A.G. Olyver
Escritor

Há alguns anos, escrevi um conto sobre uma mulher indiana, cujo entendimento da vida parecia ter saído de um mundo superior ao do ser humano ordinário. Devido a isso, todos indagavam se ela era o próximo Buda.

Os pensamentos passados no texto eram, de fato, muito simples e qualquer reflexão acerca do ser humano, do que é realmente ser humano, deveria ser suficiente para fazer disso algo óbvio. O primeiro deles é a falta de confiança que o ser humano tem em si mesmo, e do quanto ele se desculpa por tudo o que fez e o que deixou de fazer. Um pedido de desculpas é algo unicamente político e funciona, geralmente, mais para o bem-estar do ego do que alento para a alma. Desculpas deveriam ser pedidas somente em último caso. É um pedido de perdão e, se você precisa estar sempre pedindo perdão, então há algo de muito ruim nas suas atitudes e, ao invés de viver em um ciclo de desculpas, está na hora de agir e mudar suas atitudes.

Um segundo ponto importante ensinado por ela, no texto, era que, quando alguém lhe oferece alguma coisa por cortesia, cortesia maior será sempre recusar. Existe uma frase muito conhecida que diz “não há almoço grátis” e ela ensina muito sobre isso. Todos que ofertam a você algo grátis, de fato, estão tirando de si mesmos em favor de você. Entender isso e aceitar esse carinho é muito importante, mas recusá-lo é mister. Recusá-lo carinhosamente é um jeito de dizer “obrigado pelo carinho. Eu reconheço a gentileza, mas não quero lhe dar prejuízo”. Aceitar a oferta e se valer do “presente” é tirar proveito da pessoa, mesmo que pareça algo muito simplório e que a pessoa não se ofenderia ou mesmo teria grande prejuízo.

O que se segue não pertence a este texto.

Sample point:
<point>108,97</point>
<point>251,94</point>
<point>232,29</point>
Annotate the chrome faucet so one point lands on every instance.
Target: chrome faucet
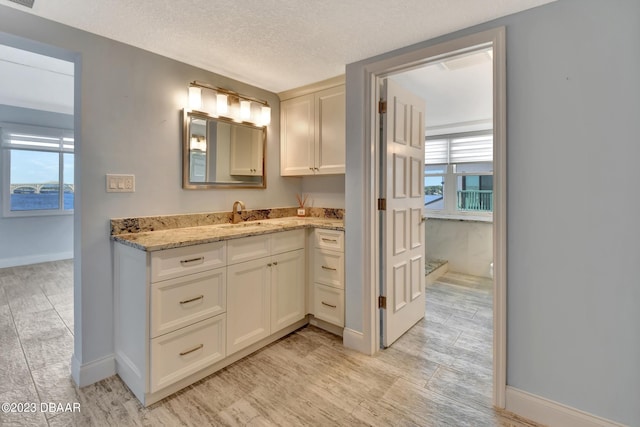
<point>236,212</point>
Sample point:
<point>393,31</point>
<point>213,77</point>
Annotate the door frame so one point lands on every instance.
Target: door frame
<point>389,65</point>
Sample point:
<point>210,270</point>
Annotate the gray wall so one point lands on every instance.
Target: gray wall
<point>573,109</point>
<point>128,120</point>
<point>28,240</point>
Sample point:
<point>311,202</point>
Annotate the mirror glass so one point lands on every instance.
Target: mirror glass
<point>222,153</point>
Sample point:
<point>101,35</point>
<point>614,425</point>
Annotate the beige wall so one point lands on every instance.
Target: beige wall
<point>467,245</point>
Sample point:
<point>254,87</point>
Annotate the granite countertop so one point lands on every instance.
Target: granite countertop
<point>186,236</point>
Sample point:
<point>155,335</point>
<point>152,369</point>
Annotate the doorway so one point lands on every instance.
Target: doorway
<point>39,188</point>
<point>370,80</point>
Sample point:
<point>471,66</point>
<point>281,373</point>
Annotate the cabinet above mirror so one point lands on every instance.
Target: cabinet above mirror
<point>218,153</point>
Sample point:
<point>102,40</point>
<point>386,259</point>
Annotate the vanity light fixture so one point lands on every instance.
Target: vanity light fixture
<point>228,104</point>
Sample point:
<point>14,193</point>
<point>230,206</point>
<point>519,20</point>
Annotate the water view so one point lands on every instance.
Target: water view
<point>40,201</point>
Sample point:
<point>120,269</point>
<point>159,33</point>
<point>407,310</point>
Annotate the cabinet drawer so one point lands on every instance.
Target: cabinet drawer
<point>286,241</point>
<point>328,304</point>
<point>329,239</point>
<point>179,302</point>
<point>171,263</point>
<point>183,352</point>
<point>248,248</point>
<point>328,267</point>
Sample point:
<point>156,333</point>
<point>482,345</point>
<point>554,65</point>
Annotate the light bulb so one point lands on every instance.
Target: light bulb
<point>222,104</point>
<point>266,116</point>
<point>245,110</point>
<point>195,98</point>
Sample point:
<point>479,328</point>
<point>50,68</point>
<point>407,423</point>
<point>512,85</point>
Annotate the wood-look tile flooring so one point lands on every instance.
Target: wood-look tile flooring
<point>438,374</point>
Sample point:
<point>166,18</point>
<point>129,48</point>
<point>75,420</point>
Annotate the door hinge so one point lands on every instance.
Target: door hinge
<point>382,302</point>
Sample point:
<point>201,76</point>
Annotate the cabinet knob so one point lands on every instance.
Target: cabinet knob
<point>187,301</point>
<point>191,261</point>
<point>196,348</point>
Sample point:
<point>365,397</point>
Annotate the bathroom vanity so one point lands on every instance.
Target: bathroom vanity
<point>190,301</point>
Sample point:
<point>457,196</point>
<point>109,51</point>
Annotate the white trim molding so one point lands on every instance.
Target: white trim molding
<point>548,412</point>
<point>92,372</point>
<point>34,259</point>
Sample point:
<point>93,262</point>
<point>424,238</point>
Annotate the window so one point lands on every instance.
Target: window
<point>459,176</point>
<point>38,166</point>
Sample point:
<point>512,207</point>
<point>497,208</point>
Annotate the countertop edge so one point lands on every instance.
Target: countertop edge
<point>122,238</point>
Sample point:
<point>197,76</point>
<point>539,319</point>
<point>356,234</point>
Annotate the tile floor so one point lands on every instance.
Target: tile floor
<point>438,374</point>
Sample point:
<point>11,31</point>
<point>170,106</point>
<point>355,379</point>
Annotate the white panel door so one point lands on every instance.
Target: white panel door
<point>403,249</point>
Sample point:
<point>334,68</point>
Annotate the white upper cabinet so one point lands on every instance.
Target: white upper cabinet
<point>313,131</point>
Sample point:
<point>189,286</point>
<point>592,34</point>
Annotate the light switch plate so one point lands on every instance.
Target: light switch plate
<point>121,183</point>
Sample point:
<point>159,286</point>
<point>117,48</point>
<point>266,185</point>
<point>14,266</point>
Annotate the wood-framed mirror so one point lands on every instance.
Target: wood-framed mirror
<point>221,153</point>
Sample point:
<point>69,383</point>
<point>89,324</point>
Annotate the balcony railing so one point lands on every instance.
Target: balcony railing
<point>475,200</point>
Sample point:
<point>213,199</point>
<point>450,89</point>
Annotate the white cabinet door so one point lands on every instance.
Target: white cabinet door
<point>297,130</point>
<point>313,133</point>
<point>330,148</point>
<point>248,303</point>
<point>287,289</point>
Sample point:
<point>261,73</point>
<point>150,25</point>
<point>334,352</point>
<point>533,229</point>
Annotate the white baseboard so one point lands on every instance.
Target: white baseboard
<point>34,259</point>
<point>92,372</point>
<point>355,340</point>
<point>550,413</point>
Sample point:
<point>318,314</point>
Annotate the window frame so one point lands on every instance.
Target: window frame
<point>65,139</point>
<point>450,185</point>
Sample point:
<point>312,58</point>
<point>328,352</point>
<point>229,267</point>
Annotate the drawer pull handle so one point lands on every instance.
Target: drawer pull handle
<point>196,348</point>
<point>187,301</point>
<point>192,260</point>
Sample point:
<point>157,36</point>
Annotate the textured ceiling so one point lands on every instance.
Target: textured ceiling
<point>273,44</point>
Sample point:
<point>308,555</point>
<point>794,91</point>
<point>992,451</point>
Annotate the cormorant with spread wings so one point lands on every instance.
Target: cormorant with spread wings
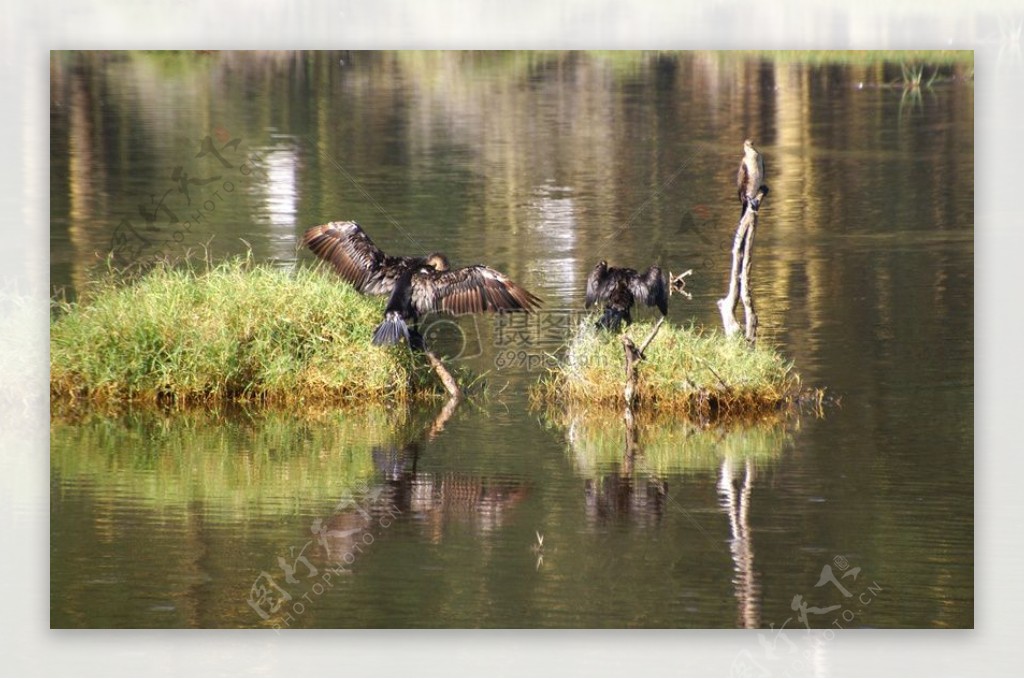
<point>621,288</point>
<point>416,285</point>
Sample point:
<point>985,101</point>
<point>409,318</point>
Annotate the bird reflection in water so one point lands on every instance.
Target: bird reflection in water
<point>431,500</point>
<point>622,493</point>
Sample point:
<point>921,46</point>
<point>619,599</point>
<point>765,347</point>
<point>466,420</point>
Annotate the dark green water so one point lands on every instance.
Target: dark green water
<point>539,165</point>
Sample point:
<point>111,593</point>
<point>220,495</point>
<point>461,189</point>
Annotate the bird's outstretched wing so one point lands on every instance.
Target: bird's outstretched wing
<point>595,282</point>
<point>354,256</point>
<point>651,289</point>
<point>469,290</point>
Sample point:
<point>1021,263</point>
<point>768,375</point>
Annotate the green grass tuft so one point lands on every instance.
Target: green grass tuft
<point>235,332</point>
<point>696,373</point>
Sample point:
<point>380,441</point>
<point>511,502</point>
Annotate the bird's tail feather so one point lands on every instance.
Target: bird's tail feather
<point>391,331</point>
<point>612,320</point>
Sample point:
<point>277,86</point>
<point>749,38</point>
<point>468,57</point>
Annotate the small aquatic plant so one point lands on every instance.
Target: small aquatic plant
<point>232,332</point>
<point>696,373</point>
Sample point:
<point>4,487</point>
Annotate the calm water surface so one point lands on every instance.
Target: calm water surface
<point>539,165</point>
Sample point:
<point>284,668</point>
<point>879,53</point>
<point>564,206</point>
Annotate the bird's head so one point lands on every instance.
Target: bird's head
<point>437,261</point>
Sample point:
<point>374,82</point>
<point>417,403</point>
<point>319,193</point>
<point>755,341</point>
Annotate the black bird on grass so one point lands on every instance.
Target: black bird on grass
<point>416,285</point>
<point>621,288</point>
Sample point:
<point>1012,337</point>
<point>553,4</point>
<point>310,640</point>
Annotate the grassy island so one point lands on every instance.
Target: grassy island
<point>699,374</point>
<point>231,333</point>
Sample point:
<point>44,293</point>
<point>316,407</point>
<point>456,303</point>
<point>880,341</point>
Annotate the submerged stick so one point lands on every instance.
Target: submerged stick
<point>633,356</point>
<point>450,384</point>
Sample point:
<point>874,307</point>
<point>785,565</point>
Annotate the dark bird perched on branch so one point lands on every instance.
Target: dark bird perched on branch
<point>621,288</point>
<point>751,177</point>
<point>416,285</point>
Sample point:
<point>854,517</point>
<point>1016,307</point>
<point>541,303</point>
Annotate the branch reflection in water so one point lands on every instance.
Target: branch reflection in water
<point>628,464</point>
<point>431,500</point>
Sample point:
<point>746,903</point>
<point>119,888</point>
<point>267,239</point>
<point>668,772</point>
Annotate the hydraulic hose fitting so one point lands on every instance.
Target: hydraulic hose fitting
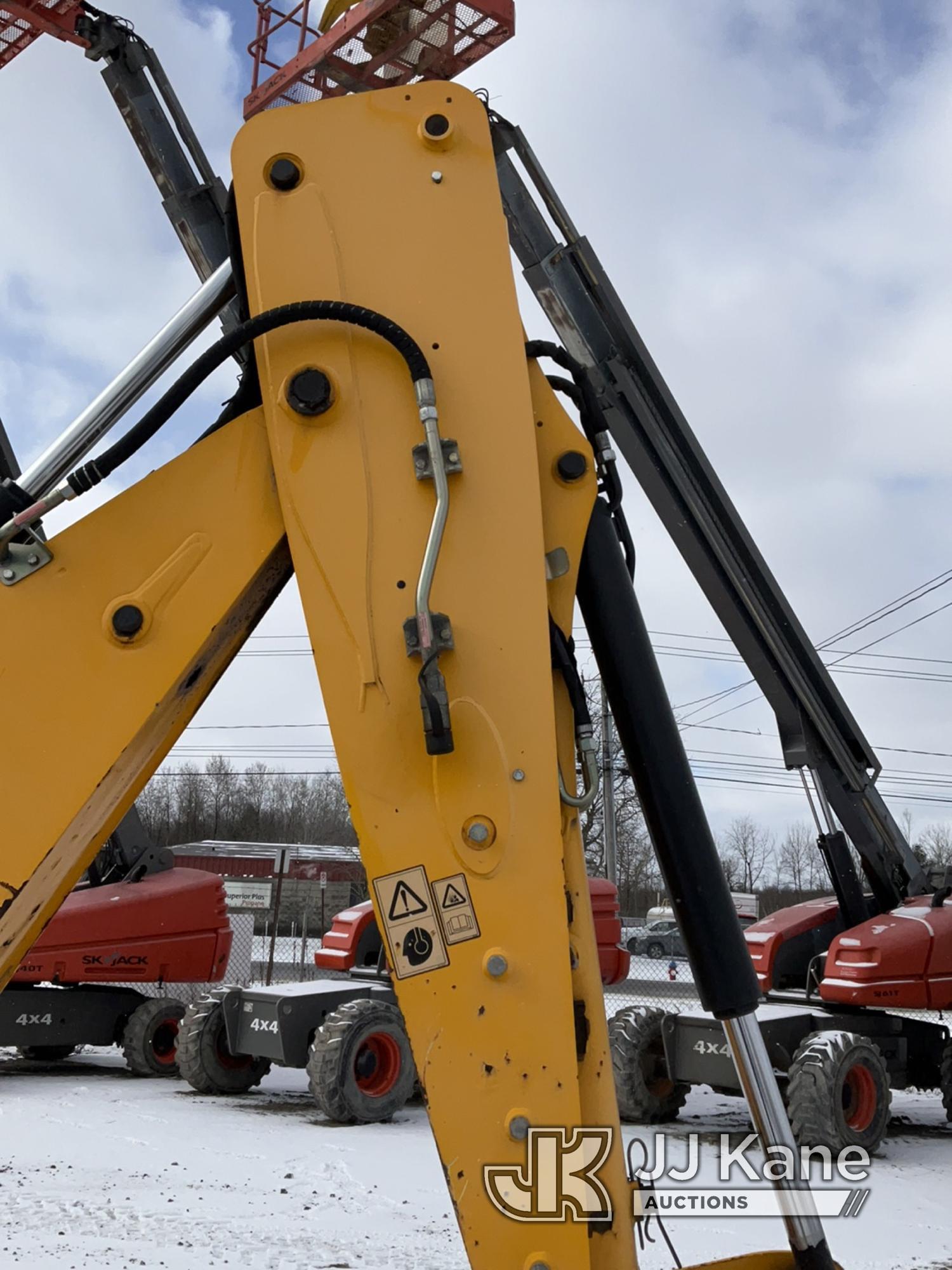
<point>587,751</point>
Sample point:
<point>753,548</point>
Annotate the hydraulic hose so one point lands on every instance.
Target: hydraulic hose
<point>307,311</point>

Aproveitar-se de alguém, seja pouco ou muito, ainda é aproveitar-se. E, como seres humanos, deveríamos sim apoiar-nos uns aos outros e, se temos condições de recompensar por algo que recebemos, assim devemos fazê-lo. Lembre-se: nada vem de graça. Alguém sempre paga. Que pague aquele que é justo pagar.

O terceiro ponto é relacionado à própria confiança, que entra em harmonia com o primeiro ponto. A indiana conta que muitos a veem como Buda, outros como Vishnu, outros ainda a veem como charlatã. Então ela comenta que, para cada um, ela será aquilo que eles veem, pois são escravos de seus próprios mundos particulares e ela nada pode fazer quanto a isso. Ela explica que a única pessoa que sabe realmente quem ela é, é ela própria. Existe uma frase da Christina Aguilera que levarei comigo por toda a vida e ela diz o seguinte: “Não permita que os outros definam quem você é”. Uma única pessoa é diferente para cada ser humano que a conhece. Não tente agradar a todos, pois é impossível. Seja você mesmo e poupe tempo e desgaste emocional tentando o impossível. Pare de se importar com o que os outros pensam, seja você mesmo e será feliz.

Leve esses três pontos consigo e certamente a vida será mais próspera. Faça o certo, seja justo, seja humano.